2. `src/request.c` — (a) extend init -1 block; (b) **add `else if
(strcmp(info.driver, "rpi-hevc-dec") == 0)` branch in primary-driver
detection** [F3]; (c) extend `request_device_kind_for_profile` so
HEVC→'p' when rpi present, else 'r'; (d) extend `request_switch_device_for_profile` 'p' branch; (e) probe ext_sps on new fd.
3. `src/context.c` — **gate synthetic-SPS pre-seed (lines 277-346) on
`driver_data->video_fd != driver_data->video_fd_rpi_hevc_dec`** [F6].
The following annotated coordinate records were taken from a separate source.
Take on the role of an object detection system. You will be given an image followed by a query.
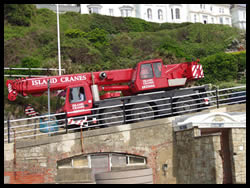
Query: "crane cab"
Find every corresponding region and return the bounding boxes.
[131,59,167,93]
[57,83,93,117]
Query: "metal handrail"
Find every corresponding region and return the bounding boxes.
[4,86,246,141]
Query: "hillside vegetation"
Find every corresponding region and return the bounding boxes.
[4,4,246,117]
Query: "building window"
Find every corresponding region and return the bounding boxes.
[120,6,133,17]
[158,9,163,20]
[202,16,207,24]
[109,8,114,16]
[242,11,246,20]
[175,8,180,19]
[211,18,214,23]
[220,17,223,24]
[121,9,132,17]
[147,8,152,20]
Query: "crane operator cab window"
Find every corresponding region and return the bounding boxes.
[70,87,86,103]
[153,63,161,78]
[140,64,154,79]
4. `src/video.c` — NC12 entry with `v4l2_buffers_count=1`,
`v4l2_mplane=true`, NOT marked linear.
5. `src/image.c`:
- **Extend `#ifdef __arm__` guards (lines 239, 268) to `#if defined(__arm__) || defined(__aarch64__)`** [F1].
- **Add NC12 detection in RequestCreateImage** (line 107 area): if
source format is NC12 + VAImage format is NV12, override
`destination_bytesperlines[0] = width` [F2].
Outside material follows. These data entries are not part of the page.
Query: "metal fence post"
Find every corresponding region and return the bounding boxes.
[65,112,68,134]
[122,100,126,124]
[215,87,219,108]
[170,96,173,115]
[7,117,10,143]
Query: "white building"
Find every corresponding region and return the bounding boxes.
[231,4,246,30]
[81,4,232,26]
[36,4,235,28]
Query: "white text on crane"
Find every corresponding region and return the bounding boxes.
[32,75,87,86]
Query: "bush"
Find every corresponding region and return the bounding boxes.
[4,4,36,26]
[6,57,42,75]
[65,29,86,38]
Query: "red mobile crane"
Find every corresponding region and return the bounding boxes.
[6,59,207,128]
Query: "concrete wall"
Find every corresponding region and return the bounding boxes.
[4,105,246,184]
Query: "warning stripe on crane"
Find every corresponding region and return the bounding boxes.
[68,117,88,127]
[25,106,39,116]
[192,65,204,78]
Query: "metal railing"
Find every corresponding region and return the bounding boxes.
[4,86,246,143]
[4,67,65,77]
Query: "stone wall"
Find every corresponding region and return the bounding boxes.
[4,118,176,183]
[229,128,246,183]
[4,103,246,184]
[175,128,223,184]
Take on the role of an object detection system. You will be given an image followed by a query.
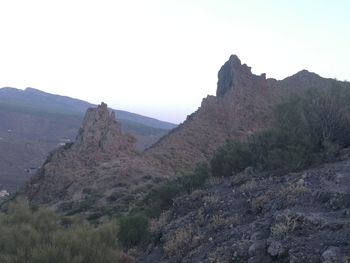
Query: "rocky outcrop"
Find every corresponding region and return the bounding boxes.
[72,102,136,161]
[138,153,350,263]
[24,55,350,212]
[145,55,278,173]
[22,103,149,205]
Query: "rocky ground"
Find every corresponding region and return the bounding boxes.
[138,154,350,263]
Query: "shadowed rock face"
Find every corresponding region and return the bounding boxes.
[19,55,350,209]
[74,102,135,158]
- **Add NC12 detile branch in `copy_surface_to_image`** (line 238+):
gate `image->format.fourcc == VA_FOURCC_NV12 && video_format->v4l2_format == V4L2_PIX_FMT_NV12_COL128`; call new detile primitive.
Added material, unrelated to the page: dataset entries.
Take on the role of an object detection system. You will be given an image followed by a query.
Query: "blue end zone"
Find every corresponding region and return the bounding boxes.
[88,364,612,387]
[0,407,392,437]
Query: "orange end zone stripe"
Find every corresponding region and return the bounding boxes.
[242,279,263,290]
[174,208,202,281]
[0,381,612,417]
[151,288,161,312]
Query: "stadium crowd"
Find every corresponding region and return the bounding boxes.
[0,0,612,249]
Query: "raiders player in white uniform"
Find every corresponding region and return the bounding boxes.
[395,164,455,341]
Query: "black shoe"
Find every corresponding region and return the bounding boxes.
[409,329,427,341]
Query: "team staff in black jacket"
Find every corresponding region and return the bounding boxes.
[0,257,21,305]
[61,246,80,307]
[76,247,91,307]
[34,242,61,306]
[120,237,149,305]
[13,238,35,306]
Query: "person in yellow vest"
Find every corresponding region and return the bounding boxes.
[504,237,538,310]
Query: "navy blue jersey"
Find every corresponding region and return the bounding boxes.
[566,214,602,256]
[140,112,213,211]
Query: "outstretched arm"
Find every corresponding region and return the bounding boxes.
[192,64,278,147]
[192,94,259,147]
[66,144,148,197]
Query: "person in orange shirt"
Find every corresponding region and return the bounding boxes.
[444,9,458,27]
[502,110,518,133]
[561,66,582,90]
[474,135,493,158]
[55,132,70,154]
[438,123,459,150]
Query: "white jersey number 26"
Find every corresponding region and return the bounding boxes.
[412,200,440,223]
6. `src/nv12_col128.c` + `.h` (NEW) — detile primitive.
7. `tests/test_nv12_col128_detile.c` (NEW) — unit test with hand-crafted
NC12 bytes + known linear output.
8. `src/meson.build` + `src/Makefile.am` — source list updates.
9. Build clean on higgs; if `tests/` doesn't auto-run, run manually.
## Final amended Phase 7 verification
- Build cleanly on higgs.
- Local install `.so` to `/usr/lib/aarch64-linux-gnu/dri/`.
- `LIBVA_DRIVER_NAME=v4l2_request vainfo` lists `VAProfileHEVCMain`.
- Phase 3 fixtures (640 / 1280 / 1920) + new 1366×768 fixture: libva
output SHA == kdirect SHA [F4].
- `lsof` during libva decode shows `/dev/video19` open.
- `strace -e ioctl` shows pre-seed pattern ABSENT on rpi-hevc-dec [F6
verification].
- HEVC_START_CODE behavior verified empirically: if libva-vs-kdirect
fails for HEVC, add per-driver `_NONE` gate per F5 amendment.
- Sibling regression: re-run fresnel iter38 5/5 test rig — no change
expected since iter40 path is gated on new fd.
Total amended LoC estimate: ~280 backend + 100 primitive (was 250 + 100;
F1 + F2 + F6 add ~30 LoC of gates / overrides).